AKO Pinch Valves used in Cement Plant
For over 15 years, AKO pinch valves have been used successfully by Blue Circle (Lafarge) in the manufacture of cement. In the mill house, which is unavoidably an environment of high temperature and abrasive dust, the standard rubber sleeves in the pinch valves last for at least 18 months before routine replacement.
At the Hope Valley (England) Cement Works, in the mill house where limestone clinker is milled into cement, at normal temperatures of 2200°F, the elevators transport finished cement at rates of 200 tons/hour. Entrained in the cement are small numbers of nibs milling medium (17mm manganese balls), These are removed at the head of the elevator, where the cement enters a centrifugal separator, via a nib trap, where the nibs are extracted from the flow of cement.
The collected nibs are conveyed through an air slide incorporating an AKO pinch valve. The discharge side of the valve empties onto a vibratory screen where any stray cement adhering to the nibs is filtered back into the elevator. The used nibs are then dumped. By the time the nibs pass through the pinch valve they have absorbed heat from the hot cement but their temperature is still below the allowable range of the high temperature pinch valve sleeves.
Two 600 HP cement mills together use four elevators, each equipped with 8 inch pinch valves, giving a combined production of over 200 tons/hour.
Because of the high operating temperatures the pinch valve sleeves are exposed to, the Blue Circle maintenance engineers routinely replace the sleeves at intervals of about 18 months, Any inadvertent increase in cement temperature could have a baking effect on the rubber, thereby shortening its life. AKO engineers are presently working to develop an alternative sleeve material which will extend the working life and reduce maintenance efforts.

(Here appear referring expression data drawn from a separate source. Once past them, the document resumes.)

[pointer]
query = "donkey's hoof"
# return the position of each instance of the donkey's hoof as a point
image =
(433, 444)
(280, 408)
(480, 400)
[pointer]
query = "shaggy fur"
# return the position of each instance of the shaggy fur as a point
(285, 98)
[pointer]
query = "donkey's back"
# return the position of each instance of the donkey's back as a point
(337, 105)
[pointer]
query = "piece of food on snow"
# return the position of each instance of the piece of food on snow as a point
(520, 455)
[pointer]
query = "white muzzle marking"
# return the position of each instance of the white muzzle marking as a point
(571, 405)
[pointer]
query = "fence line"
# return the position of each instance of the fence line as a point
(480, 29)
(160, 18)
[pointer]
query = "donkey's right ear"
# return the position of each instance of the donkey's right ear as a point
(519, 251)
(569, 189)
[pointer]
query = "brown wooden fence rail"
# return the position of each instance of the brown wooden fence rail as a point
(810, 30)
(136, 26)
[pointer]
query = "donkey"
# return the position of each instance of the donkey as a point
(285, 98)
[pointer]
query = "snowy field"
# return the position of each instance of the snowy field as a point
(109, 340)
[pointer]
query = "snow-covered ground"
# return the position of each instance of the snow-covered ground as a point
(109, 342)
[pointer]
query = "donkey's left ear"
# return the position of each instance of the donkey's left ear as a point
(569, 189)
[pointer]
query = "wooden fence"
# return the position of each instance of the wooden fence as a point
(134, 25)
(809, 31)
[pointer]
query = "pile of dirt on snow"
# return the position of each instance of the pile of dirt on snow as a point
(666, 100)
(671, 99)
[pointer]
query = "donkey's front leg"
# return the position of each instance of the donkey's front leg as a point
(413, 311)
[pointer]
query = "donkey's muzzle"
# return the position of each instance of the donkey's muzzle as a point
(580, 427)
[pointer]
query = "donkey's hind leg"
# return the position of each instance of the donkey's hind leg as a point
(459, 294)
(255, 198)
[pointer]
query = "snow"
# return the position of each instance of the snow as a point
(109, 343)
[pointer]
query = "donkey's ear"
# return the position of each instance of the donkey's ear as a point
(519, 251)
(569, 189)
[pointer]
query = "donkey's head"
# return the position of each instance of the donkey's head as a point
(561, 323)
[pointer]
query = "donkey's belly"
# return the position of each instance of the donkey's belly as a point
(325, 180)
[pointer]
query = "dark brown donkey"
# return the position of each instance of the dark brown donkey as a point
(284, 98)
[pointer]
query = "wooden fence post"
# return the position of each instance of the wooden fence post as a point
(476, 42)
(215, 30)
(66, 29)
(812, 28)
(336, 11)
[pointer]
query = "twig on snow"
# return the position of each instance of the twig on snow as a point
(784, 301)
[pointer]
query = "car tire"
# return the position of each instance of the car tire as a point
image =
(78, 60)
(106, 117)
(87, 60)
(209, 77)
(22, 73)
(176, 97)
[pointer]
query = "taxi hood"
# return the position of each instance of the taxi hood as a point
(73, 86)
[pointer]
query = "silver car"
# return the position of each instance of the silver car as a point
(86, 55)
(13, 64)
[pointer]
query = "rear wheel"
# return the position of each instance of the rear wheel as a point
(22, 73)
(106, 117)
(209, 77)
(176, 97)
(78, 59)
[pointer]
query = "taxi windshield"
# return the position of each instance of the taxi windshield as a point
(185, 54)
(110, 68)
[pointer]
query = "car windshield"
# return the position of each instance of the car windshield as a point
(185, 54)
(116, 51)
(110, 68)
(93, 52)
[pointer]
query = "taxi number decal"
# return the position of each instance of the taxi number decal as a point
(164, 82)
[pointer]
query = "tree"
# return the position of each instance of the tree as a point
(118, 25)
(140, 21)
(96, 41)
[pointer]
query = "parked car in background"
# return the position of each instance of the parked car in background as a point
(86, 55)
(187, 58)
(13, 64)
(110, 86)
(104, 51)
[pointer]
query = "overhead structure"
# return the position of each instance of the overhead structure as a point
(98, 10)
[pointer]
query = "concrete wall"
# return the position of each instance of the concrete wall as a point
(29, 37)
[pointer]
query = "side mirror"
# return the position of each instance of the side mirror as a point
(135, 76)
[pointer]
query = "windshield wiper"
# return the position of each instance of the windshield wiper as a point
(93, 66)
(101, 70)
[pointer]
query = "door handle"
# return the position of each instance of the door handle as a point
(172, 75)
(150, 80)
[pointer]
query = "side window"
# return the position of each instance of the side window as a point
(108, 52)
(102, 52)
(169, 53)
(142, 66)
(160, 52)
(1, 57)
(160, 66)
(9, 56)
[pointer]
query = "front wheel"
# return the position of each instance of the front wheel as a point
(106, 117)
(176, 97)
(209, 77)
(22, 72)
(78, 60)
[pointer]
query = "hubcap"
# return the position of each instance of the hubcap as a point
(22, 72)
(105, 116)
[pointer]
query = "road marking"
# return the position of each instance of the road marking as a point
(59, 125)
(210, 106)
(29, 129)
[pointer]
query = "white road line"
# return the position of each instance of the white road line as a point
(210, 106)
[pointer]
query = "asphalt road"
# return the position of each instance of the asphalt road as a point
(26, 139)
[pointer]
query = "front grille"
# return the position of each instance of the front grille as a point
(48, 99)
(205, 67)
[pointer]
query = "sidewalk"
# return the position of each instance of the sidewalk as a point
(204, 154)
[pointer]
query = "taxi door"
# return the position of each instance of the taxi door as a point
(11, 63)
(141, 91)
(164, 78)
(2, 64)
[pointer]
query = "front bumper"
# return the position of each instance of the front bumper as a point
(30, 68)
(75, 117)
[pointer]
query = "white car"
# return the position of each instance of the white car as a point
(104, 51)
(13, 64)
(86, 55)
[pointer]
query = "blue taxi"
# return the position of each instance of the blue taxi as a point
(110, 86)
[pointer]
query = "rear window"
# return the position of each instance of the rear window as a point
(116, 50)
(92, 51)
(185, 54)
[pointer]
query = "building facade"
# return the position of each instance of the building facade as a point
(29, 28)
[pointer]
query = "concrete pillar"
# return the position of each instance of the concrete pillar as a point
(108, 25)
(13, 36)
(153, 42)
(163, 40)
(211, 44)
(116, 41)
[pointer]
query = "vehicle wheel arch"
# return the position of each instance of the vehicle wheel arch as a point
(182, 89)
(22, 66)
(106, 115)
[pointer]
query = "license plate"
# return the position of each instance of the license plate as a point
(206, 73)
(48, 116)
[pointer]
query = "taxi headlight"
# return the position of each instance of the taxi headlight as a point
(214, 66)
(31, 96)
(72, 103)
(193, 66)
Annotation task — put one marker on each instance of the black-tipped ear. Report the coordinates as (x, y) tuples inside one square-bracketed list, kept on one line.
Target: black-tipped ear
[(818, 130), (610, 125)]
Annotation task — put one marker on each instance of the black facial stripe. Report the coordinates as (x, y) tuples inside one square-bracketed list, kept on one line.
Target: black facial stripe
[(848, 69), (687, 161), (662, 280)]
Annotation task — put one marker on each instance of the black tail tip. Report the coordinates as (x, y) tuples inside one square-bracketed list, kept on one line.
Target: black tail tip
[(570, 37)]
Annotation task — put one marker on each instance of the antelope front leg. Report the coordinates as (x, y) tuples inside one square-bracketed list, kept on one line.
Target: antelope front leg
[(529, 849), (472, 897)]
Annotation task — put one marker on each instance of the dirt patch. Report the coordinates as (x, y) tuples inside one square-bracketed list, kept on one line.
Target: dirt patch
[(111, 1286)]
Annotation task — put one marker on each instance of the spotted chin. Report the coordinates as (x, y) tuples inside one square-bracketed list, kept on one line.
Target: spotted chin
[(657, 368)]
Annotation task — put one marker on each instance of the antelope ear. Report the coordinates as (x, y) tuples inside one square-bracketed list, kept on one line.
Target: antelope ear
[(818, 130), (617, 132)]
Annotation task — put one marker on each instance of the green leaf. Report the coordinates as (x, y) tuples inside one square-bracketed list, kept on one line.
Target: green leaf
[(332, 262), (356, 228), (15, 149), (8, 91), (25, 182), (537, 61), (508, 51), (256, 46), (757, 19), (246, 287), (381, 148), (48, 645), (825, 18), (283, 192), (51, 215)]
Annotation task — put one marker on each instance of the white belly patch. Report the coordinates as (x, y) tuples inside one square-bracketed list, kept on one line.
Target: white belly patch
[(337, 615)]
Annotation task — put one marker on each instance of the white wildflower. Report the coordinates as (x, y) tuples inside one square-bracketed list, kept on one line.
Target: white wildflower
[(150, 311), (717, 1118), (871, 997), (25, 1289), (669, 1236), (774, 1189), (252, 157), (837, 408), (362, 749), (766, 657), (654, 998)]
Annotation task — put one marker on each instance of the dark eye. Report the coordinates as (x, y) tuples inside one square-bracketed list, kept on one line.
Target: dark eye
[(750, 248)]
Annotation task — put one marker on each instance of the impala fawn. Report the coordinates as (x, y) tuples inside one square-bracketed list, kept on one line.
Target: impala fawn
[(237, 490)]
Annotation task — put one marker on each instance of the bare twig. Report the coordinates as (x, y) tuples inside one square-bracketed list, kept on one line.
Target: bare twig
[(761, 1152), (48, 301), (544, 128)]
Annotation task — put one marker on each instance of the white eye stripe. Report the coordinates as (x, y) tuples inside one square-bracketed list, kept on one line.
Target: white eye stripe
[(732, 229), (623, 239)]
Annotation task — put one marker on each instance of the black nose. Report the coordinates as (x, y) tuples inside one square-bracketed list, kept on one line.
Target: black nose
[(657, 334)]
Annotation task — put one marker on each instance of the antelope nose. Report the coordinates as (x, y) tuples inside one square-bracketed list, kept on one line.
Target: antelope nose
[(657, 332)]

Elsewhere in the plant, other AKO valves are used. The 500 ton capacity storage and discharge silo loads outgoing cement into rail wagons. The conical lower section of the silo is equipped with aerator lines to assist gravity flow. Divided into 4 circumferential sectors, the aerators operate sequentially on a timer, using sixteen 2 inch diameter AKO valves to control the bursts of compressed air.